Ese enfoque estratégico se combina con una táctica claramente pragmática. El caso venezolano lo demuestra. Bajo el actual gobierno transitorio, Washington ha restablecido relaciones diplomáticas y ha promovido una acelerada transformación en la industria petrolera. Por ejemplo, la reforma de la Ley Orgánica de Hidrocarburos, aprobada hace unas semanas, reduce el control directo del Estado y permite una participación más amplia de capital privado nacional e internacional. El nuevo marco legal flexibiliza el régimen fiscal, abre espacio para contratos directos con inversionistas y restablece mecanismos de arbitraje internacional para resolver disputas, elementos indispensables para reconstruir confianza jurídica en el sector. El gobierno de transición también ha iniciado una revisión integral de los acuerdos petroleros firmados desde hace varios años para alinearlos con el nuevo marco regulatorio y con estándares internacionales de inversión.

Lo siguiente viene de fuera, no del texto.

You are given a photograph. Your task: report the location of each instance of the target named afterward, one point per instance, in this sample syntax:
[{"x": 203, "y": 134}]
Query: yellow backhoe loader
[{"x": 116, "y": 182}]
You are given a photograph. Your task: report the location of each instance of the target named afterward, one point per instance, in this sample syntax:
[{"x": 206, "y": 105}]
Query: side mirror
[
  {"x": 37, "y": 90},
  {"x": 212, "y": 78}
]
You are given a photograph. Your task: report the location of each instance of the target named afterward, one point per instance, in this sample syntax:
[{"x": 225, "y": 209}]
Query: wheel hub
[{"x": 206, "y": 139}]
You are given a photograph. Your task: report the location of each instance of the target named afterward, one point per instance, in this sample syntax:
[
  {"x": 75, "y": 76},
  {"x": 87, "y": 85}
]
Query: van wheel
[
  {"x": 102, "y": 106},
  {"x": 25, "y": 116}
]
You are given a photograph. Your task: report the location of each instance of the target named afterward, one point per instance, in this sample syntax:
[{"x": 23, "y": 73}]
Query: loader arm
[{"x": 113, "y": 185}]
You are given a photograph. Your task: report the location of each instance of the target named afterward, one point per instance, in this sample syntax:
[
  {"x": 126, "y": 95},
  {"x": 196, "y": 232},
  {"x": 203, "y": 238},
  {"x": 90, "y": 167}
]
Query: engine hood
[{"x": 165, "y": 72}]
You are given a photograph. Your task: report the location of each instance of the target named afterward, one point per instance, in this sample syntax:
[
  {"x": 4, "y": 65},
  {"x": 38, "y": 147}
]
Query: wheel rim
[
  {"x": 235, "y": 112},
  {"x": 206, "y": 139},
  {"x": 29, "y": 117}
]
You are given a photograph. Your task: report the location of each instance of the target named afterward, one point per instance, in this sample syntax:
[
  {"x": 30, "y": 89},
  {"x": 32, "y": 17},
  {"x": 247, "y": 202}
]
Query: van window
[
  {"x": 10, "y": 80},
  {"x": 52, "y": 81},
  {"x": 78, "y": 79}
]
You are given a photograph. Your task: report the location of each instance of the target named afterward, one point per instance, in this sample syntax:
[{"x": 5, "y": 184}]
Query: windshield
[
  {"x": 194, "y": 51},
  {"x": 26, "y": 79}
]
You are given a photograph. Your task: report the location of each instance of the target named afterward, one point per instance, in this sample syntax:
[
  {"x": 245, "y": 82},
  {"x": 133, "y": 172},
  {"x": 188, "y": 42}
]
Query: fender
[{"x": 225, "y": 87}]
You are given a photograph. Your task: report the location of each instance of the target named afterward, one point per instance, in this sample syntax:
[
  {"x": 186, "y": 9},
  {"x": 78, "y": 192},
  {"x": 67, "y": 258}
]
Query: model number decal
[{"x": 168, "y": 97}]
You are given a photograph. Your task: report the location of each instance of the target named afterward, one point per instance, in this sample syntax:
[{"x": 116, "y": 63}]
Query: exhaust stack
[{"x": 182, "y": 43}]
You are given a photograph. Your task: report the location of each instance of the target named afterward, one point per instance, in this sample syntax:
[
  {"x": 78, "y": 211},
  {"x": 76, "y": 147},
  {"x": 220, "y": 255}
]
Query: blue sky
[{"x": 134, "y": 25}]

En conjunto, estos acontecimientos son la evidencia de la consolidación de una nueva política hemisférica estadounidense basada en seguridad, estabilidad institucional, apertura económica y cooperación directa con los Estados Unidos. La reunión Shield of the Americas y la constitución de la Americas Counter Cartel Coalition representan el paso más reciente, y más ambicioso, en la implementación de esa estrategia. Todo esto nos pone ante un nuevo momento de la relación hemisférica.

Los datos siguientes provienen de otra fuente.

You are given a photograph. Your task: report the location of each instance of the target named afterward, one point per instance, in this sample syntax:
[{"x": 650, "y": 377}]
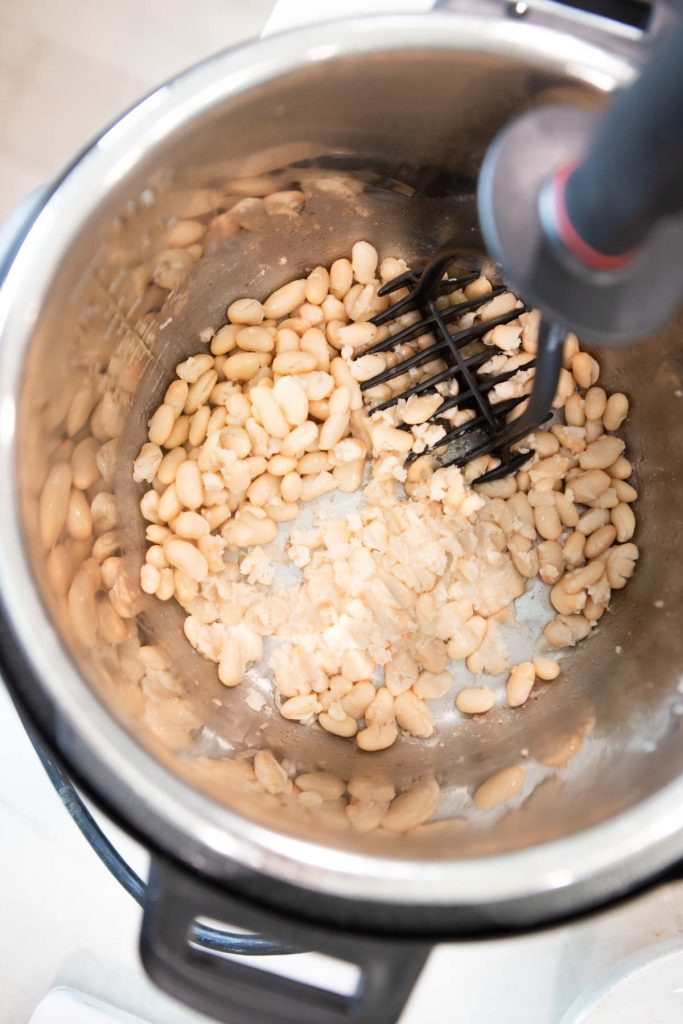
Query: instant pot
[{"x": 381, "y": 123}]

América Latina y el Caribe tienen más de 600 millones de habitantes, abundantes recursos estratégicos, una población urbana creciente y una base de talento joven cada vez más conectada digitalmente. El potencial está ahí, sin duda alguna. Las ventajas competitivas de la región van desde la geografía y los recursos naturales hasta las bondades de la cercanía cultural y los valores compartidos, entre otras. Sin embargo, la dificultad de transitar hacia el desarrollo de la región sigue siendo real. La ventaja es que en el contexto actual, ese desarrollo no es solo un interés regional. Es también un interés estratégico para Estados Unidos y para la estabilidad del hemisferio.
La pregunta ya no es si América Latina y el Caribe tienen potencial para desarrollarse. La pregunta es si sus países serán capaces de construir las instituciones, la infraestructura y las alianzas necesarias para aprovechar el momento estratégico que el hemisferio tiene hoy frente a sí.
Después de décadas en las que Washington minimizó la importancia de la región, hoy se encuentra de regreso en su agenda estratégica. Y esta vez, todo indica que Estados Unidos actuará en consecuencia.
*El autor es empresario, estratega político y exdirector de Políticas Públicas de la Casa Blanca. Es el Director Fundador del Adam Smith Center for Economic Freedom de la Florida International University.